Understanding (e.g.) DOIs for data sets

Data citation is a topic that frequently comes up in conversations around data management. During a call with a community of data curators yesterday, I was asked whether ScholarSphere supported DOIs for citing data sets.

I have to admit that while I understand the value of data citation — tracking use & re-use, measuring impact of data sets independent of their publications, giving credit to data publishers, &c. — I continually get stuck on how identifiers such as DOIs from DataCite or ARKs from EZID fit into the picture. Or, rather, why such indirect identifiers are valued more than the native HTTP URIs that are minted and managed by data repositories. Here I assume that these data repositories are run by institutions whose missions & business interests include a commitment to persistence of content and identifiers held within their repositories. (Is that a faulty or naïve assumption?)

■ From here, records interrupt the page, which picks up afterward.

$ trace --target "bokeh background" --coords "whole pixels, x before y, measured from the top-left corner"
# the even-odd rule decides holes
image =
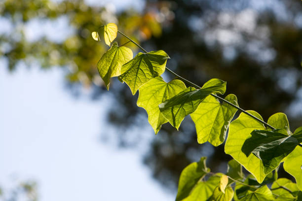
[[[227,81],[264,120],[302,126],[300,0],[1,0],[0,14],[1,201],[173,200],[200,157],[226,171],[224,145],[198,144],[189,117],[155,136],[138,93],[117,79],[106,90],[96,64],[108,47],[91,36],[105,23],[198,85]]]

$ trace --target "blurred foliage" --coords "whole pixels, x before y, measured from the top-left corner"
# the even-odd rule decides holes
[[[38,61],[44,68],[61,67],[71,86],[92,87],[95,98],[110,94],[116,104],[108,114],[109,122],[120,131],[116,132],[120,133],[120,144],[126,146],[125,131],[139,128],[142,121],[147,123],[147,115],[136,106],[137,99],[127,87],[116,80],[111,91],[104,93],[96,64],[107,47],[91,36],[99,26],[115,23],[147,50],[166,51],[171,58],[167,66],[178,74],[200,85],[214,77],[226,80],[227,94],[235,94],[241,107],[256,110],[264,120],[275,112],[286,112],[294,129],[301,126],[302,115],[286,111],[301,101],[302,11],[302,2],[297,0],[148,0],[139,12],[114,12],[110,6],[90,6],[83,0],[6,0],[0,2],[1,19],[12,26],[0,35],[0,57],[7,59],[10,70],[20,62],[30,66]],[[44,36],[32,41],[27,36],[31,21],[55,23],[61,17],[68,19],[66,30],[72,32],[56,33],[63,40]],[[120,35],[117,41],[127,41]],[[130,43],[126,46],[138,50]],[[231,158],[225,154],[224,145],[214,149],[207,143],[197,144],[196,138],[189,118],[178,132],[164,125],[144,163],[156,178],[172,189],[181,170],[201,156],[208,157],[213,171],[225,170]],[[288,176],[282,175],[282,169],[280,176]]]
[[[17,201],[38,200],[37,183],[33,181],[22,182],[14,184],[12,188],[0,189],[0,201]]]

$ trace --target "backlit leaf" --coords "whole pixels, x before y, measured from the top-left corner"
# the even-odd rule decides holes
[[[262,119],[261,116],[254,111],[247,111],[249,113]],[[243,113],[233,121],[230,125],[228,136],[225,151],[230,155],[234,159],[243,166],[245,168],[262,183],[265,177],[262,161],[253,154],[248,157],[241,151],[241,147],[245,140],[251,136],[251,133],[255,129],[264,130],[263,124]]]
[[[248,190],[245,196],[239,200],[240,201],[270,201],[274,200],[270,190],[266,185],[264,185],[255,191]]]
[[[278,112],[271,115],[267,120],[267,124],[276,129],[285,129],[289,135],[291,134],[287,117],[283,113]]]
[[[207,181],[200,181],[197,183],[188,197],[182,201],[206,201],[213,194],[214,189],[219,185],[222,173],[216,173],[211,176]]]
[[[192,190],[196,187],[198,181],[210,172],[210,169],[206,166],[206,157],[202,157],[199,162],[192,163],[183,170],[179,178],[176,201],[183,200],[187,197]],[[219,180],[217,184],[219,182]]]
[[[117,35],[117,26],[114,23],[109,23],[104,26],[104,38],[108,45],[111,43]]]
[[[228,182],[228,177],[226,175],[223,175],[220,178],[220,183],[219,184],[219,188],[220,190],[223,193],[225,193],[225,190],[226,189],[226,187],[227,185],[227,183]]]
[[[212,93],[223,94],[226,83],[219,79],[212,79],[199,90],[188,87],[176,96],[160,104],[163,115],[175,128],[178,129],[186,115],[193,112],[199,103]]]
[[[122,67],[120,78],[127,83],[134,95],[141,86],[164,72],[169,58],[162,50],[140,52]]]
[[[159,131],[161,125],[168,122],[160,113],[158,104],[186,88],[184,82],[179,80],[166,83],[160,76],[152,79],[139,88],[137,105],[147,111],[149,123],[155,134]]]
[[[268,174],[279,166],[281,161],[301,142],[299,135],[287,135],[285,129],[272,131],[255,130],[247,139],[241,149],[248,156],[251,153],[261,159],[264,173]]]
[[[227,163],[226,175],[235,180],[243,178],[244,174],[242,172],[242,166],[236,160],[231,160]]]
[[[274,181],[271,188],[272,193],[278,196],[276,196],[277,201],[293,201],[296,200],[295,196],[294,196],[288,191],[280,187],[288,189],[292,192],[299,190],[297,186],[297,184],[292,182],[288,179],[281,178]]]
[[[302,147],[297,146],[285,158],[283,167],[295,177],[298,188],[302,191]]]
[[[227,96],[225,99],[238,105],[237,98],[233,94]],[[225,102],[221,103],[212,96],[207,96],[190,114],[196,127],[198,143],[208,141],[214,146],[221,144],[236,111],[237,109]]]
[[[100,37],[99,36],[99,33],[97,32],[93,32],[91,33],[91,35],[92,36],[92,38],[96,40],[100,41]]]
[[[107,90],[109,90],[110,78],[120,75],[122,66],[133,57],[131,49],[126,47],[118,47],[116,42],[103,55],[97,66]]]
[[[230,201],[234,196],[234,191],[231,187],[227,187],[224,193],[217,187],[214,190],[213,195],[209,201]]]

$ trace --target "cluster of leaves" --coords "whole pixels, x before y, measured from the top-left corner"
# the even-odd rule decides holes
[[[282,113],[272,115],[265,124],[269,125],[267,127],[261,116],[254,111],[245,112],[250,115],[242,112],[231,121],[240,108],[236,96],[228,95],[220,102],[217,99],[220,97],[217,96],[226,93],[226,82],[212,79],[198,89],[187,87],[180,79],[167,83],[160,76],[170,58],[164,51],[147,52],[137,45],[145,52],[140,52],[133,58],[130,49],[123,45],[119,46],[117,42],[113,43],[119,32],[116,25],[110,23],[101,28],[102,34],[95,32],[92,35],[95,40],[100,40],[100,35],[104,34],[106,43],[111,45],[97,64],[100,75],[108,90],[111,78],[117,76],[120,81],[128,85],[133,95],[139,90],[137,105],[146,110],[149,123],[155,134],[167,122],[178,129],[185,117],[189,114],[195,124],[199,143],[208,141],[218,146],[225,141],[228,130],[225,152],[235,160],[230,163],[237,164],[237,161],[239,164],[235,166],[239,166],[241,169],[242,165],[252,174],[247,179],[242,173],[232,175],[234,174],[230,172],[234,170],[230,168],[230,171],[226,175],[215,174],[204,181],[203,179],[210,170],[205,167],[205,159],[202,158],[199,163],[189,165],[183,171],[176,200],[228,201],[233,197],[235,200],[270,201],[286,197],[290,198],[287,200],[294,201],[298,199],[299,190],[302,190],[302,164],[297,163],[302,161],[300,146],[302,127],[292,134],[286,116]],[[289,181],[276,180],[277,176],[272,176],[272,171],[282,162],[285,170],[295,177],[297,182],[296,184],[291,182],[288,184],[291,189],[284,187]],[[283,192],[280,193],[279,187],[273,188],[271,191],[278,191],[272,193],[265,184],[268,181],[271,182],[272,177],[275,181],[272,186],[285,182],[280,188],[287,188],[285,190],[290,196],[283,196]],[[228,178],[233,181],[228,182]],[[237,181],[240,185],[235,186],[234,194],[232,185],[237,179],[241,181]],[[257,184],[251,185],[251,180]]]
[[[179,180],[176,201],[297,201],[302,193],[296,183],[278,178],[277,171],[267,174],[259,183],[252,174],[245,177],[242,167],[232,159],[227,173],[211,172],[206,158],[187,166]],[[272,183],[270,189],[267,184]]]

The argument for indirect identifiers — identifiers that point at and resolve to other identifiers — like DOIs usually goes like this: hey there, cultural heritage organizations and publishers have done a pretty poor job of persisting their identifiers so far, partly because they didn’t grok the commitment they were undertaking, or because they weren’t deliberate about crafting sustainable URIs from the outset, or because they selected software with brittle URIs, or because they fell flat on some area of sustainability planning (financial, technical, or otherwise), and so because you can’t trust these organizations or their software with your identifiers, you should use this other infrastructure for minting and managing quote persistent unquote identifiers.

SIDEBAR: That’s a lot of becauses, all of which (to be perfectly frank) are painfully true. As an employee of a service provider within a very large academic library, I find this unacceptable. The solution from my perspective is not to punt responsibility for persistent identifiers. The solution is to confront each of those becauses and learn from our mistakes, and (as information service providers who oughta know better) to better steward and manage identifiers for data sets (and other deposits). I digress.

Are there other compelling arguments for using indirect identifiers to cite data sets? This is where you come in.

Back to the main point. Here is the million-dollar question about using (e.g.) DOIs for data sets: who manages these DOIs? Is it the service provider (such as DataCite, or Penn State ScholarSphere)? Or is it the owner of the data set?

If it’s the service provider, how are they to know when data owners move their content elsewhere? And how does that scale?

If it’s the data owner, uh, really? Do we realistically expect data owners to manage their own DOIs? I may be being cynical here, but I somehow don’t see that happening on any scale that has an appreciable impact on the broader issue of data citability and identifier persistence.